Wednesday, December 13, 2006

Gung Ho Congressmen Give Me the Heebie Jeebies

If Manny Pacquiao becomes president, I swear I shall stick a pump into my jugular and drain all the idealism out of me and bury it without ceremony into the deepest cesspit of this country. Well, okay, probably nothing that dramatic since by the time that horrible event would have come to pass, I’d have been out of college and into a crappy job. No sweat.

But seriously. President Manny ‘Pacman’ Pacquiao is a strange, choke of a sound the more enlightened citizens of the Philippines would love to avoid uttering one day. That is why the proposed shift from a presidential to a parliamentary form of government appeals to some intellectuals. Since they come from the middle to upper class, they are aware that they are outnumbered by the non-intellectuals who would vote for the most popular, and not the most competent. Popularity is an easy variable to measure. But competence? Who has the right to and who will be right in measuring competence? The answer of the pro-Charter Change is a parliament.

In a parliament, the MPs or the members of the parliament will be elected by the people, much like the way we elect congressmen. They would, in turn, elect and remove the Prime Minister as honest representatives of the people. Isn’t that great? We would have MPs who are smart and rich enough to get themselves elected into office. It should follow, of course, that they won’t elect someone like Pacman as Prime Minister. They would know that competence should be the middle name of the highest governing official in the land. Not Pacman. Nor Poe. Nor Erap.

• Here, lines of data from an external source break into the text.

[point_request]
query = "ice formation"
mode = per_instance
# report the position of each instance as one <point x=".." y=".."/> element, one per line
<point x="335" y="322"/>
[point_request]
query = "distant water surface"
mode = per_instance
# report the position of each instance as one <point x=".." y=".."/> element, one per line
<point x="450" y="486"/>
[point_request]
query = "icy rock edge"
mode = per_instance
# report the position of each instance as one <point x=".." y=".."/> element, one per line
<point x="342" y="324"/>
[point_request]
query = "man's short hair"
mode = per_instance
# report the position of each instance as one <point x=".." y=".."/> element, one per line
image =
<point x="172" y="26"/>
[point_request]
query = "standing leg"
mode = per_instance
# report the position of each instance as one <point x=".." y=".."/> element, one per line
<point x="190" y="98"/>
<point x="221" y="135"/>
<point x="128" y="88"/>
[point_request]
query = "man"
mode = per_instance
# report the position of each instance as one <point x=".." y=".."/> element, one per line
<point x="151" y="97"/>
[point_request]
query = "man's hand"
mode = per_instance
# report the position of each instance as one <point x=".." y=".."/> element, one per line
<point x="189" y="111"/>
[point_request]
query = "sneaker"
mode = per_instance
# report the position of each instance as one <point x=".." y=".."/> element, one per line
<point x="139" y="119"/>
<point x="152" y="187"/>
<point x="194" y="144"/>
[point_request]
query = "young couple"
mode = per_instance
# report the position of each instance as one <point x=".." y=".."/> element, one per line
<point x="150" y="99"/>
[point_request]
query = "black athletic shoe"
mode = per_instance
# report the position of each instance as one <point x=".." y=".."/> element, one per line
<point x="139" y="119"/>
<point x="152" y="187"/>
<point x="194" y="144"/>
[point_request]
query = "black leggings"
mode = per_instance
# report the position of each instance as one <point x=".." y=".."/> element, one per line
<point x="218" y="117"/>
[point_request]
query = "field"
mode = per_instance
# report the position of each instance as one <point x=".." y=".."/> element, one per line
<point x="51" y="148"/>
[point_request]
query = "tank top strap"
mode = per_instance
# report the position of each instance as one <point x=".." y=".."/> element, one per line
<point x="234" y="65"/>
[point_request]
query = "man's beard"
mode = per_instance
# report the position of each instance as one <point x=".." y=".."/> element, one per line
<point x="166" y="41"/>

However, the above situation is theoretical. Theoretically, the MP’s would be elected by the people. Theoretically, once they are elected they would honestly represent the desires of their voters by choosing and removing the country’s ruler. Theoretically, they would know who is most competent to lead the nation because they would, theoretically, be an educated lot who’ve heard about economic equilibrium and political stability and lots of other for-smart-people-only gunk.

Theoretically. Looking into the activities of the House of Representatives in the past two week or so, we have a pretty good picture of our future Parliament. We saw congressmen railroading a proposal in two days, breaking their own house rules which they ordinarily, elaborately, and lengthily follow amid public outrage. We heard a congressman screaming ‘you are not representatives!’ to the same people he represents. They are the future members of the parliament. Please do not entertain the illusion that a new breed of selfless politicians will emerge once a parliament is established. Please do not also dream awake of a competent prime minister, given that the same selfish, educated idiots would be the one to vote for her—and worse, she comes from them.

Education would not necessarily give people honesty, responsibility, compassion, and public accountability. The competence to govern a country may be measured by educational background, but the competence to govern well can be measured by virtue. Education and virtue do not come in a buy-one-take-one package. Charter Change can not make it so.

4 Comments:

Anonymous Anonymous said...

Interesting article :) I'd write a rebuttal to this if I weren't to busy :)

11:23 PM  
Blogger Ferretti shoes said...

that's sad then. :(

6:51 AM  
Anonymous Anonymous said...

That was supposed to be "^too busy" Anyway I'll give you a good rebuttal just wait :) http://tabulas.com/~jaywalker_1982

7:14 PM  
Blogger Ferretti shoes said...

well, okay then. i'm good at waiting. anyway, i'm supposed to have considerably improved.